In early November, I visited a couple of local animal shelters to do some feline window-shopping. I saw a couple of cool cats, but I'll be damned if I couldn't get my mind off that black dog at the FOG kennel. The one day when I was there, Jerry popped his head into the kennel and told Michelle he had just talked to someone who might want to come look at Dusty. When he said that, I knew I had to shit or get off the pot.

So I went home and thought about it, and sent Michelle a text to feel her out about "bringing one of those dogs home." She had no objection. When I told her a couple of days later that I was serious about bring Dusty home, she thought I was talking about a foster situation.

Dusty and me
Dusty and me, December 2016
(by Larry Warsh Photography)
Michelle and I loaded Dusty into the back of my car Nov. 10. Dusty and I spent a couple of days at home feeling each other out, and I told Michelle less than a week later that this dog was staying right where she was. I filled out the paperwork and officially adopted her Nov. 15.

It was the first time I've been a dog owner since Smedley, my Shetland Sheepdog, died in December 1990. But both Dusty and I have taken to it like it's second nature. We're both living the good life.

It didn't take too long for Dusty to work out the kinks in her leg. In the beginning, she would lift the bad leg and go three-legged if I tried to walk too fast. So I would force myself to slow down to get the fourth leg moving again. But that only lasted two or three weeks. By the time I took her to visit new grandparents in Largo, FL for Christmas, she was naturally four-legged once again.

She still will favor it now and again -- when she's tired after a good workout chasing tennis balls at the dog park, or in her first couple of steps after she wakes from a nap, particularly in cold weather. I give her a joint-health supplement with her meals hoping that will help ease the inevitable arthritis pain when she gets older.
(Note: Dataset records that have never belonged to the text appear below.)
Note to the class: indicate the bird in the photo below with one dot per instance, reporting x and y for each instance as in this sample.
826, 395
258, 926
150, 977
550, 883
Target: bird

But the most important thing is that Dusty is living one hell of a life now. She eats well, she plays well, she sleeps well, she loves well. She's become quite the spoiled princess, and she and I both love it that way. Turns out that injury was a really good break for her -- it allowed her to put that nasty racing life behind her and get into a good loving home at a really young age. That's something that doesn't happen for a lot of dogs like her.


  1. Love your blog and stories Thank you

    1. Thank you for reading. Always nice to know someone is out there on the other end.